Fluoride is a wonder substance for your teeth. It’s alarming, then, to note that some might lack it, especially children. Not all US states, for instance, have fluoridated water sources. And while most toothpaste contains fluoride, you can never be too sure.
But what is it about fluoride that makes it so essential to teeth? And how can you ensure that your child is getting enough of it? Let’s look into it further.
Fluoride fortifies your teeth against decay
Rebecca Felsenthal, in her article for Parents, notes that tooth decay is a lot more common in young children “than any other chronic illness,” such as “asthma and diabetes.” There’s a lot of factors that might contribute this, such as the amount of sugar in the standard American diet and the increasing ubiquity of fluoride-less bottled water. And if the parents of the child are prone to cavities, they might end up passing on oral bacteria to their kids by sharing eating implements or toothbrushes.

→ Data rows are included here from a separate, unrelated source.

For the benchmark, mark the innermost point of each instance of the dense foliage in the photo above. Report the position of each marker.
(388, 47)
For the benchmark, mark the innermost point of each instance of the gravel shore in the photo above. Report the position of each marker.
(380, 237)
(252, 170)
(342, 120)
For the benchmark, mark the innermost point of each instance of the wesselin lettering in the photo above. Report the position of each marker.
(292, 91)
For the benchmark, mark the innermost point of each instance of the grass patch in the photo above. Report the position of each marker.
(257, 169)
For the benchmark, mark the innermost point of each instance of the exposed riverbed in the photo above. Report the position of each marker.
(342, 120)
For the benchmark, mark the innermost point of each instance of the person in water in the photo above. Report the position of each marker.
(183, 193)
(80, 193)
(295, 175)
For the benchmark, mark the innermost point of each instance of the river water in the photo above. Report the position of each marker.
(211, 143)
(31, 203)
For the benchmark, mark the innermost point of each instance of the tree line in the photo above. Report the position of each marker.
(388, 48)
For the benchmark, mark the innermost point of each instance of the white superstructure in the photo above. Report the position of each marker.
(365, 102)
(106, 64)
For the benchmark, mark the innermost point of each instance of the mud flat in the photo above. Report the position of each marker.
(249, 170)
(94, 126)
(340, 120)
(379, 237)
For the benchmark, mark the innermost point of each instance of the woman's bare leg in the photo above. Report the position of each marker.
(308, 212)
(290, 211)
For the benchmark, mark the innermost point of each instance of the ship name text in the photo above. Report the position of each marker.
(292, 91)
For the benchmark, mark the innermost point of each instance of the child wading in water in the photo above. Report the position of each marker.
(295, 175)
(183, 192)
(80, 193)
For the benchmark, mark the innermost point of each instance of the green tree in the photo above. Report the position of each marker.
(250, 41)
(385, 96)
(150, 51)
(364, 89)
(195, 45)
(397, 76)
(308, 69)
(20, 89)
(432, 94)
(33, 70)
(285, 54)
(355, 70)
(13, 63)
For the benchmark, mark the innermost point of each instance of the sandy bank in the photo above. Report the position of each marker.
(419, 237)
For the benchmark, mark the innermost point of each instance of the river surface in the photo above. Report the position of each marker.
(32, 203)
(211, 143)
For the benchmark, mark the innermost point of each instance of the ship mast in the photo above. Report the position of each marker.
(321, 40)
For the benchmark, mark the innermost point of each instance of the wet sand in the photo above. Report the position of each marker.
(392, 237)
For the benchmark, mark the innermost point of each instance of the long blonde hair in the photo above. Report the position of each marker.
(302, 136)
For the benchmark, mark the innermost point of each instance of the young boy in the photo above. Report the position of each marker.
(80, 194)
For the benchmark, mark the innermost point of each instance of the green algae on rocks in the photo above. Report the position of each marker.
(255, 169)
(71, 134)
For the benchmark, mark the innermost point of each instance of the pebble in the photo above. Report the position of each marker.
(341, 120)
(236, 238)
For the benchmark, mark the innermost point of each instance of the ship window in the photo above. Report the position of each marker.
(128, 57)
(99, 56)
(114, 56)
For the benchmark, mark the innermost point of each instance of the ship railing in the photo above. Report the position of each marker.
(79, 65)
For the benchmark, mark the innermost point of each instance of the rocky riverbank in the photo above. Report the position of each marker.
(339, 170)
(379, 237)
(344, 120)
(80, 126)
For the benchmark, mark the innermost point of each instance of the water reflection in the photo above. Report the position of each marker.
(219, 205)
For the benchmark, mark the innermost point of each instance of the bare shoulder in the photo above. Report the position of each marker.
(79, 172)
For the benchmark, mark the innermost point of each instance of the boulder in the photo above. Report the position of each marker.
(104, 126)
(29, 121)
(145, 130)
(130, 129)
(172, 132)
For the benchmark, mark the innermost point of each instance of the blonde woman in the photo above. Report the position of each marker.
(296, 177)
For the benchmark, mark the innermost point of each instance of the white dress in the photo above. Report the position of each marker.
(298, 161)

To understand why these conditions are ripe for tooth decay, it’s essential to know how a cavity forms. Cavities, in a nutshell, are portions of the tooth that collapsed. These areas usually lack calcium due to bacteria eating away at it. The more harmful bacteria you have in your mouth, the more prone you are to cavities. These germs are also sustained by sugar, which is why individuals with high-sugar diets are more susceptible to tooth decay than others.
A regular intake of fluoride, then, can help mitigate these incidences by strengthening your teeth. When you intake fluoride either from food sources or toothbrushing, it returns the minerals your teeth lost, reversing the decaying process. More than that, however, it also binds to other minerals in your teeth—such as phosphate and calcium—making it harder for bacteria to penetrate the teeth.
How can I know if my child has enough fluoride?
Since we know what fluoride can do for you, the question is this: how can you tell if your child is taking the right amount of fluoride?
Answer? You can’t. The closest thing you can do to ensure that they have enough of it is by monitoring what they intake—do they drink enough fluoridated water? Are they getting enough of it in their meals? Does their toothpaste have fluoride? Just make sure you don’t overdo it. An excess intake of fluoride could cause fluorosis, which over time could impact your bones.
But while you might not be able to pinpoint whether your child has enough fluoride, your dentist certainly can. Since fluoride affects the teeth, babies don’t need to make the appointment until they’re six months old. During that time, your pediatric dentist will tell whether your little one might need to up their fluoride intake, often by the plaque building up their gums. During the visit, your dentist could also prescribe a plan of action to prevent further complications. In the meantime, good old dental hygiene is enough to tame the tides ‘til then.